UK 'should not try to divide and conquer EU27'

By agency reporter
March 22, 2018

Ahead of this week’s European Council, a new report says that while the 27 member states are likely to remain united in their approach to the Brexit negotiations, it is essential for the UK to understand the differences in their views. 

Published on 21 March 2018 by the Institute for Government, Negotiating Brexit: the views of the EU27 argues that the Government must work with the UK’s allies in the EU to make the case for the future relationship it wants. But any attempt to ‘divide and conquer’ will backfire.  

To strengthen the UK’s alliances, the Government needs to show that it understands the individual interests of each member state. The paper looks at the trade, migration and domestic political priorities of each of the 27. It finds there are some clear areas of convergence between UK and member states’ interests which the UK can use to build support.
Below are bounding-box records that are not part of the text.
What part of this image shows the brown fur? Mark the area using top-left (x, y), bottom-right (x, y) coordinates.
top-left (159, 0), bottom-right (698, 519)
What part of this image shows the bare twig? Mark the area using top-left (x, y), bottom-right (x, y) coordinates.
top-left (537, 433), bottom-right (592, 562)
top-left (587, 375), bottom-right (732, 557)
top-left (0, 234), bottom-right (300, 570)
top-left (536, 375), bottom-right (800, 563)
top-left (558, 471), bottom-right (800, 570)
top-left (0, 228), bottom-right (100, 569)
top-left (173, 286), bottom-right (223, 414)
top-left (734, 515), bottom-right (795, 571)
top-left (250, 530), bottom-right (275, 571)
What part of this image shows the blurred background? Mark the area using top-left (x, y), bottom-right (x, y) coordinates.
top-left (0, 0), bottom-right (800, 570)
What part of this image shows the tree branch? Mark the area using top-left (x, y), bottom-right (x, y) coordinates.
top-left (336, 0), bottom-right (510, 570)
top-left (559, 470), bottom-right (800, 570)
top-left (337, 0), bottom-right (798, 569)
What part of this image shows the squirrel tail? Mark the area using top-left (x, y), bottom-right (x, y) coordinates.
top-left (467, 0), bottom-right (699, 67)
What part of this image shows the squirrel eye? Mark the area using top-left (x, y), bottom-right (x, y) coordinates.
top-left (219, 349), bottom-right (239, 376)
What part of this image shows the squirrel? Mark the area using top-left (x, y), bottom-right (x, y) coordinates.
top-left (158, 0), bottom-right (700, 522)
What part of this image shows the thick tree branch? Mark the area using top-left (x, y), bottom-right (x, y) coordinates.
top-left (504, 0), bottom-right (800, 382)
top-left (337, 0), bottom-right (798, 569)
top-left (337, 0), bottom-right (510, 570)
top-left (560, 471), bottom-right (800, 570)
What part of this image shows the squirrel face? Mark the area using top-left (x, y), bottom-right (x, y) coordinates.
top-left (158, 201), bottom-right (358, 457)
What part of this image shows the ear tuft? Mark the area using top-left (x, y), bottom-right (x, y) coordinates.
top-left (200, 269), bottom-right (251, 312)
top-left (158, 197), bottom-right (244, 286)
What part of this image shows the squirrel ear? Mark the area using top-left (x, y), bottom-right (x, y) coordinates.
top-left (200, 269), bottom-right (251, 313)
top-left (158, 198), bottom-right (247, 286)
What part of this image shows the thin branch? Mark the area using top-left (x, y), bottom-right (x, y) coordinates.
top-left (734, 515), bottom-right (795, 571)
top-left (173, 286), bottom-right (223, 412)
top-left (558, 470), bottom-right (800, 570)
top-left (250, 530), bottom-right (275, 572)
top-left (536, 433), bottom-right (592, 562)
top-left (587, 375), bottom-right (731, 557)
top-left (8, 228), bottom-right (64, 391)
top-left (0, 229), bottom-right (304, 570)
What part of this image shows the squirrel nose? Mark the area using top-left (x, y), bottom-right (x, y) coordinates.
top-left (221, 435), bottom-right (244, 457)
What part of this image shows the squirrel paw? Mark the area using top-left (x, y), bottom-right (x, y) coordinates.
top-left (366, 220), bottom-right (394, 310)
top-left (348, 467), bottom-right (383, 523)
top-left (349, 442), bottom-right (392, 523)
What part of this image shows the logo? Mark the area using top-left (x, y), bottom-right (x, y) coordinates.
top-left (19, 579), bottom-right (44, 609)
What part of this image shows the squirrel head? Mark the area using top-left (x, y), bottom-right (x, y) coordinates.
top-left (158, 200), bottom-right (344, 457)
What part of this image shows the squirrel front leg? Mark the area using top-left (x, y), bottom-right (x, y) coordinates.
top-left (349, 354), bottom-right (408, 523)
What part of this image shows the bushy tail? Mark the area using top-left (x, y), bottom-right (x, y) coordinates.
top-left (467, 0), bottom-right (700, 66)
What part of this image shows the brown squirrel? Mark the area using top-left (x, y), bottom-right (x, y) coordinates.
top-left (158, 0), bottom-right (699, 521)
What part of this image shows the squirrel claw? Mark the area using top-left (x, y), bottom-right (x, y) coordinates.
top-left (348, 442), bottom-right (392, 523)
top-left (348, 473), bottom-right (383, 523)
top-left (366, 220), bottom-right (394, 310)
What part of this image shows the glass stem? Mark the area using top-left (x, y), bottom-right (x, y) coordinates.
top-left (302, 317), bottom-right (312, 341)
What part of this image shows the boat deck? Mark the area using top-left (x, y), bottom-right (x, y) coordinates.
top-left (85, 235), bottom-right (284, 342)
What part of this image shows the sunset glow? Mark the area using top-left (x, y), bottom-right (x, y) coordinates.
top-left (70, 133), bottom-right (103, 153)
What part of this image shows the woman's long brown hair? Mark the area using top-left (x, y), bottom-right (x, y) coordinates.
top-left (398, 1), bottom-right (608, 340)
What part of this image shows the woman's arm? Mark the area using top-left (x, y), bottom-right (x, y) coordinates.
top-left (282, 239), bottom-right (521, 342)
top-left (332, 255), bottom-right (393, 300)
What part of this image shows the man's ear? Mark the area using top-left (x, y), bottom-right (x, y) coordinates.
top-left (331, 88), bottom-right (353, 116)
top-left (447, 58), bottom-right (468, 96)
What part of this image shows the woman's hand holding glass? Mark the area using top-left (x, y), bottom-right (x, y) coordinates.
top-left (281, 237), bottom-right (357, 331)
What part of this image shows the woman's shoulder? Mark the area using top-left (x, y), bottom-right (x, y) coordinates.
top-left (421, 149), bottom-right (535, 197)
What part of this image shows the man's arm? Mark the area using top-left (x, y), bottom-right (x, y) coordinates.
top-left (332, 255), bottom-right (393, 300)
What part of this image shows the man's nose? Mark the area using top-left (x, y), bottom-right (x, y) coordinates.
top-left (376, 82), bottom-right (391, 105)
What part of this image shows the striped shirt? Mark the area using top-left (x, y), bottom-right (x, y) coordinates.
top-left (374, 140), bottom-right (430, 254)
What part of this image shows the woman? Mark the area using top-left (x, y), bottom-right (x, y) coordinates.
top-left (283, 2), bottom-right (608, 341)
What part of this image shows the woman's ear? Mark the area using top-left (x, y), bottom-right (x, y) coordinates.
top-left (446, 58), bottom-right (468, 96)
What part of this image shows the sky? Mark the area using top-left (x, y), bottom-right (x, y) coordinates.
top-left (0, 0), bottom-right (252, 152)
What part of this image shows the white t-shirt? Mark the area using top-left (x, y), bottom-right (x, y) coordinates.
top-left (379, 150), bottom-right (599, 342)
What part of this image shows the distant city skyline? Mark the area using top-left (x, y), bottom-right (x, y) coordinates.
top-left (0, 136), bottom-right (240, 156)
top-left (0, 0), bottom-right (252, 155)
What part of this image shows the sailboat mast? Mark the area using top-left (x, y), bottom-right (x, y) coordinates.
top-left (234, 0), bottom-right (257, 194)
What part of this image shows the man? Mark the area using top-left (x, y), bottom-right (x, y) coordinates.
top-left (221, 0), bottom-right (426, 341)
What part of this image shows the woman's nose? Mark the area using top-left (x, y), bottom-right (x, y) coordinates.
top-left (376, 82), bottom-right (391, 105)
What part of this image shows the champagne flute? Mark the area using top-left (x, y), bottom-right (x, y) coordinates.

But Brexit does not top the agenda for most member states. They are more concerned with internal EU wrangles (over the budget, Eurozone reform and migration), external pressures (from Russia on security to the US on trade) and domestic political debates. At the same time, they are getting used to the changing dynamics of an EU without the UK.

Many member states – from Denmark and the Netherlands in the west, to Hungary and Poland in the east – continue to view the UK as a key ally. These and other member states will support a close relationship between the UK and the EU. But groups of member states have different priorities, which the UK must recognise when formulating a negotiating strategy.

For example:

  • Driven by France and Germany, the member states who support greater EU integration will prioritise the stability and unity of the EU27 over minimising the economic costs from Brexit.
  • Traditional allies, including the Netherlands, the Scandinavian member states, Ireland and the Baltics, will want a close trade relationship with the UK. But some face domestic Eurosceptic forces – and they need to show that leaving the EU is not a solution to Eurosceptic concerns. They will also want to maintain the integrity of the EU, including its single market, and will not want to waste too much political capital on securing the best deal for the UK.  
  • Eastern member states, particularly the Visegrád Four (the Czech Republic, Hungary, Poland and Slovakia), support a close relationship with the UK on trade and security. But their priority will be getting a good deal for themselves from the next EU budget; they may not want to be at odds with France and Germany.

Jill Rutter, Brexit programme director at the Institute for Government, said, “From the EU budget negotiations and Emmanuel Macron’s proposals for reforms, to Russian aggression, there are many issues unrelated to Brexit that are taking up member states’ time. A successful UK negotiating strategy needs to start from this point and not assume Brexit is as much of a preoccupation for them as it is for us.”

Tim Durrant, report author, said, “The March Council meeting will be a key moment in the negotiating process, where the EU27 look set to agree their priorities for the next phase. The UK must recognise the different interests of the member states while avoiding the impression that it is seeking to divide and conquer. Government ministers attempting to build relationships with the EU need to make concrete proposals that recognise the interests both of individual member states and of the EU as a whole.”